05
May
2009
Catherine Pisante - Wits
Last Updated on 30 November -0001

Artist and educator, Professor Alan Crump passed away on May 1, 2009, just after his sixtieth Birthday. He was born in Durban, Natal. He had attended the Michaelis School of Art for BA and MA Fine Arts degrees and he received a Fulbright Scholarship for an MFA at the University of California at Los Angeles.
Before studying in America, he taught at Michaelis for a year. Returning from Los Angeles, he became a lecturer and then senior lecturer in art history at UNISA. Joining the University of the Witwatersrand in 1980, he became Professor and Head of the Department of Fine Arts at a remarkably young age. Alan Crump had a well-earned reputation for intensity and exuberance as an educator. One student fondly recalled Crump entering her class on the first day of lectures, surveying his new students, and then striding away from the lecture hall, wearing red leather, bell-bottomed trousers. He was equally enthusiastic in his commitment to emerging young artists, championing artists like Willliam Kentridge and Penny Siopis, early on in their careers. He was a passionate advocate for arts awards that came with real benefits, saying ‘Artists should get an incentive for their work’.
Beyond his role as a University Professor, Alan Crump was active in the larger public dimensions of arts and culture education. He was an arts advisor to the Standard Bank, serving as curator or consultant for numerous exhibitions at the bank’s gallery, as well as in his role developing the bank’s own corporate collection. He had an exceptional eye not only for emerging talent but also for collecting objects and Alan had a passionate interest in African Art. Alan Crump was the guiding force behind the widely heralded Chagall and Miro exhibitions.
His public lectures on art and society were eagerly anticipated because of their power to educate, uplift and entertain.
In 1984, Alan Crump joined the Grahamstown National Arts Festival’s Governing Committee, recognizing the responsibility of educators to engage with society beyond the academy. He became Festival Committee chair during a particularly contentious decade, helping steer the festival to address the revolutionary changes taking place in South Africa. Among many important moments, the festival provided ANC Arts and Culture Spokesperson, Barbara Masekela with her first major public opportunity after returning from exile to address a new artistic and cultural vision for South Africa.
Beyond his role as an educator, Crump was a sculptor and a consummate watercolour artist and his works are in private and corporate collections around the country – and beyond. He was fascinated by diverse sujects such as a mine dump or cast off industrial artifacts and Linda Givon once called him South Africa’s first real conceptual artist.

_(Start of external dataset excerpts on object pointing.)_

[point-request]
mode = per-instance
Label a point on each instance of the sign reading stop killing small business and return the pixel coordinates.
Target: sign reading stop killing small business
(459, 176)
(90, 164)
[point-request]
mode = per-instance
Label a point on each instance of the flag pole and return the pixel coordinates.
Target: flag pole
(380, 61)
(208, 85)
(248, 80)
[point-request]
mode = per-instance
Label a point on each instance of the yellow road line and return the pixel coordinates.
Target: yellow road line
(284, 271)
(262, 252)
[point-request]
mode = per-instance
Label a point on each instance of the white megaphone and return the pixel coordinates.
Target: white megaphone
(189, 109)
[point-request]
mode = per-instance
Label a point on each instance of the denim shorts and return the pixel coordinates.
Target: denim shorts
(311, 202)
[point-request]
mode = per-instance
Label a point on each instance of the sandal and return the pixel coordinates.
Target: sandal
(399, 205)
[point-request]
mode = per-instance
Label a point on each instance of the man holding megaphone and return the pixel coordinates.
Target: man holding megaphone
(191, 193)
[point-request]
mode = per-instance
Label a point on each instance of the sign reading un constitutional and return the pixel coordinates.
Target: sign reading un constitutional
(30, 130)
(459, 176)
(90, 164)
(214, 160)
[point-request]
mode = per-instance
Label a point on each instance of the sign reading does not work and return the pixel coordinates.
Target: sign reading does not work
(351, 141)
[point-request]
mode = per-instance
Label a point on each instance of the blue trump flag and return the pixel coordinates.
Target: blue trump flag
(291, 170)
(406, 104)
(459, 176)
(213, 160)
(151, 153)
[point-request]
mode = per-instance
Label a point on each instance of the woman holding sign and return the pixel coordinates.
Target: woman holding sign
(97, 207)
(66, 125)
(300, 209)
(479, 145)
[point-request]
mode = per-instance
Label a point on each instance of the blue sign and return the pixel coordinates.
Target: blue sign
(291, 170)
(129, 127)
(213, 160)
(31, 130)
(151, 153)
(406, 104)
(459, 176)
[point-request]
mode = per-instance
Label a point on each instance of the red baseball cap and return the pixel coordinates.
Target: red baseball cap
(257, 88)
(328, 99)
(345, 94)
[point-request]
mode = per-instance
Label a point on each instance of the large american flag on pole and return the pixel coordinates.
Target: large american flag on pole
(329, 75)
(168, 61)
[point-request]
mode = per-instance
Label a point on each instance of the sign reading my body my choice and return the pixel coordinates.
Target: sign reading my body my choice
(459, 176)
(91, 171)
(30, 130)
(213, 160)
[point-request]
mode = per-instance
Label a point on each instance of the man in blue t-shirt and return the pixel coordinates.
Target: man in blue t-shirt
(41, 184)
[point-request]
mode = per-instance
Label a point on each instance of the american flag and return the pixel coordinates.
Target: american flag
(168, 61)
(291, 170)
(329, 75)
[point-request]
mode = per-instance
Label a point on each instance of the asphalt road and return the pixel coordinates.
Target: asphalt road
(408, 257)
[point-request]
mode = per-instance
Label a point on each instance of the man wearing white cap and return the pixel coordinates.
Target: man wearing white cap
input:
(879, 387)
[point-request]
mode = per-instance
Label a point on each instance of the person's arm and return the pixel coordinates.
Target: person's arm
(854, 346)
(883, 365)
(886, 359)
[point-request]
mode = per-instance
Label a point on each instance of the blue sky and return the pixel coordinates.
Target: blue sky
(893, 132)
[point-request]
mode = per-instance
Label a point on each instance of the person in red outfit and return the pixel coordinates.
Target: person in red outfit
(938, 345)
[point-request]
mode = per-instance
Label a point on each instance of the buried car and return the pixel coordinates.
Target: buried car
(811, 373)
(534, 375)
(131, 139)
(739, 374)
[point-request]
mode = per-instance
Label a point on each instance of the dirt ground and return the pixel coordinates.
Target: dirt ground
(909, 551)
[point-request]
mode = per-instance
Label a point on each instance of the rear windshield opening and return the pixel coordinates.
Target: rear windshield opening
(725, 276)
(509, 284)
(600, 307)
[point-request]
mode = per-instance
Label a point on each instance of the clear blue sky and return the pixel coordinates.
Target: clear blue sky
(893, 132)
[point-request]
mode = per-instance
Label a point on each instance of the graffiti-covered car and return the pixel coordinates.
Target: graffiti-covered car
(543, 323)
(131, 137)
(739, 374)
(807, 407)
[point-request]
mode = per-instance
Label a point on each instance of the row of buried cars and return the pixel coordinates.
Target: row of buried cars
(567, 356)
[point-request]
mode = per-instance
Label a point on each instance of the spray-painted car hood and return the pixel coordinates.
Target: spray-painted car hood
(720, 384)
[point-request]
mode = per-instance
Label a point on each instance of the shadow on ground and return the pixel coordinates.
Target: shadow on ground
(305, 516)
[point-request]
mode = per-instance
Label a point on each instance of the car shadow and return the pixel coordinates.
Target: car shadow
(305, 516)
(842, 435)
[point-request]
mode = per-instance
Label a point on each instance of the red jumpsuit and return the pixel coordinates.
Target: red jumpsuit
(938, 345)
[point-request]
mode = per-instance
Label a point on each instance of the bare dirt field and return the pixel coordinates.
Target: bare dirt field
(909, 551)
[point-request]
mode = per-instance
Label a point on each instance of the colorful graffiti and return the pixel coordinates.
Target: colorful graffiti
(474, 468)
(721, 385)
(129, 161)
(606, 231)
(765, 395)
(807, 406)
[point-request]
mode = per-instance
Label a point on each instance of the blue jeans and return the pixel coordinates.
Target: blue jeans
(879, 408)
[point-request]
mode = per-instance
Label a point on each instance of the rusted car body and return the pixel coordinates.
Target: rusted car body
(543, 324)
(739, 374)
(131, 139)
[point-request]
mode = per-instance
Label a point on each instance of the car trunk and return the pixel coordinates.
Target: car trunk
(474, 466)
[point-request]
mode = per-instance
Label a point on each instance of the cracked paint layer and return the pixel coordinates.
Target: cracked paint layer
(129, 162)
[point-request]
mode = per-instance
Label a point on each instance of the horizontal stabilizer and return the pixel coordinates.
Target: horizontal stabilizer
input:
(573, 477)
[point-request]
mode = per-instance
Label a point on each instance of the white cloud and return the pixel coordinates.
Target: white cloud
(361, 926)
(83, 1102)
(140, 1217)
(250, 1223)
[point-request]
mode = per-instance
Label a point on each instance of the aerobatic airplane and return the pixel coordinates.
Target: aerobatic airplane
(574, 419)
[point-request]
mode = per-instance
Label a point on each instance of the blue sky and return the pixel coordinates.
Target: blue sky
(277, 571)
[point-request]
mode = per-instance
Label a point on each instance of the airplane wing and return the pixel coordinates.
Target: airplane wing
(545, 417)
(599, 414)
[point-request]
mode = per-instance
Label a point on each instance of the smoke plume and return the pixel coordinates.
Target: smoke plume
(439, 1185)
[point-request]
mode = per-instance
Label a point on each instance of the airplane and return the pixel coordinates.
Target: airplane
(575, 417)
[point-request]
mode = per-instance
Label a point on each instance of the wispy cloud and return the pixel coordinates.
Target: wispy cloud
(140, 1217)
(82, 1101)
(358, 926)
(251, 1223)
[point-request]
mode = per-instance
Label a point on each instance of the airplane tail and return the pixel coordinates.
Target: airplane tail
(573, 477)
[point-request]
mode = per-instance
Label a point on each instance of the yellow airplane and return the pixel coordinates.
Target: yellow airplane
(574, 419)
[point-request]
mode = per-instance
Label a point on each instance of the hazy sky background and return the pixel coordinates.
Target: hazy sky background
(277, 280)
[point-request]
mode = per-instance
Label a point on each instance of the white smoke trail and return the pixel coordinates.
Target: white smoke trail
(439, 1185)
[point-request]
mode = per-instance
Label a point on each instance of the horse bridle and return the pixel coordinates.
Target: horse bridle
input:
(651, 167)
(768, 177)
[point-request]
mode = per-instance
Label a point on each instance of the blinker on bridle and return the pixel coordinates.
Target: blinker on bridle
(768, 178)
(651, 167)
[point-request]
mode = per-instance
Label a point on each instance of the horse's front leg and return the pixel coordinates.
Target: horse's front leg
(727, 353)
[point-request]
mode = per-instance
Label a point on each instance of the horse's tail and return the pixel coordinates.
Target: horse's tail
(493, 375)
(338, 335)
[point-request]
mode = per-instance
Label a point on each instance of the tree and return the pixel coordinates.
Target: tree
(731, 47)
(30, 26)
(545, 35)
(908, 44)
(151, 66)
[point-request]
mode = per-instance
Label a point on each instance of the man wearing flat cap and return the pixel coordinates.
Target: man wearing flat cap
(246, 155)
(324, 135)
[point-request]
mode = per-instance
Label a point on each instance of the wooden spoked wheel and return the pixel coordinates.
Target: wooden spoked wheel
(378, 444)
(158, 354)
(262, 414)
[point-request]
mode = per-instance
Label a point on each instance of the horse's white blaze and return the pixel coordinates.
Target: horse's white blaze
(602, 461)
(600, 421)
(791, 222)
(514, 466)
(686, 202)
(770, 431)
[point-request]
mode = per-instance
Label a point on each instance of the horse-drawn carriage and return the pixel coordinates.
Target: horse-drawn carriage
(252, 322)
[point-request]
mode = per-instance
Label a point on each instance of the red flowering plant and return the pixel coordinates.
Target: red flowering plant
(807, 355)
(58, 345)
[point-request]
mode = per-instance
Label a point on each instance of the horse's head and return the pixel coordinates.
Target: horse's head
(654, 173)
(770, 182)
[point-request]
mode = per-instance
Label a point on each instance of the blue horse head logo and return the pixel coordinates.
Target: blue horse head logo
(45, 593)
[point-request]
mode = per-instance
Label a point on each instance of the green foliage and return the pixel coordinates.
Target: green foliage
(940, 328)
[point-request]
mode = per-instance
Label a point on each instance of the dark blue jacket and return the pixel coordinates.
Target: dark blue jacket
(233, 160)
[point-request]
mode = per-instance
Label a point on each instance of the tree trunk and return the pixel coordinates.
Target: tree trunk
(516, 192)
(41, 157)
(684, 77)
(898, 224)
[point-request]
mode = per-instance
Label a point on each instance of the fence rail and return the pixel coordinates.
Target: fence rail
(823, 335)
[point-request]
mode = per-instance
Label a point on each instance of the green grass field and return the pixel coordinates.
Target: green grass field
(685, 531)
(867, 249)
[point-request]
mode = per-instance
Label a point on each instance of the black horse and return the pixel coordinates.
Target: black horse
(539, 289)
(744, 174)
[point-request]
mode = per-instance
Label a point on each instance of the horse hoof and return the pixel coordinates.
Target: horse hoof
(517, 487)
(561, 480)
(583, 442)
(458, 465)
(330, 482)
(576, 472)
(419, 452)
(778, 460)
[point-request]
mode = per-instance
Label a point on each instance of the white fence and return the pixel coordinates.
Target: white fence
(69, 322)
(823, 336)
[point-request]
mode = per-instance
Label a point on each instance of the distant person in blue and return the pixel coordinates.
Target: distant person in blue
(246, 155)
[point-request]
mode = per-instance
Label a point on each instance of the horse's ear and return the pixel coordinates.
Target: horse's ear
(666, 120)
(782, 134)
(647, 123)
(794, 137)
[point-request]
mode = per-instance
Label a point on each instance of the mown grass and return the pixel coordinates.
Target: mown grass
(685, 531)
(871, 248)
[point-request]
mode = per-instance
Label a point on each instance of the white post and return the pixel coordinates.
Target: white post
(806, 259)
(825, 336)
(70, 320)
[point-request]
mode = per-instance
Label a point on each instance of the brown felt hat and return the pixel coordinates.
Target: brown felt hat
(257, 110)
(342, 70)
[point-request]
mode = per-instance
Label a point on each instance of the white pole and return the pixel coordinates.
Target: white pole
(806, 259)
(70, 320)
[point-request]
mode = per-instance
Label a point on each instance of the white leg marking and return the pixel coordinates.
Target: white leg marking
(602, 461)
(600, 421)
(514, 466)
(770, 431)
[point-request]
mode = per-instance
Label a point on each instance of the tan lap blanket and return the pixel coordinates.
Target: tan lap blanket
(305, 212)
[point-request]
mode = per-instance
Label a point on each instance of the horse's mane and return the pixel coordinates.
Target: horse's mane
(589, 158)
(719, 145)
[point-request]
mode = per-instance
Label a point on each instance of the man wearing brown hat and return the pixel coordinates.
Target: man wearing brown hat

Crump was a legendary convivial host and guest who loved a great story, a sharp, well-argued discussion about art, sports (he had been an avid rugby player and runner as a student) or politics – just as he loved to share a good glass of South African wine with friends.
A capstone of his career would have been the opening of an exhibition at the 2009 Grahamstown Festival, marking a quarter century of Standard Bank Young Artist Award winners. Sadly, while he will not be present at the opening, his influence most assuredly will. As he, himself, had said a half decade earlier at the opening of the Bonnie Ntshalinshali Museum, ‘When someone dies, it is what they leave behind that counts, the objects and the residue of their thoughts’.
The funeral of Professor Alan Crump will take place on Wednesday, 6 May 2009 at 14:30 at St Martin’s in the Veld, Corner of Eastwood Road and Cradock Avenue, Rosebank. The University extends its deepest sympathy to the family and friends of Professor Crump.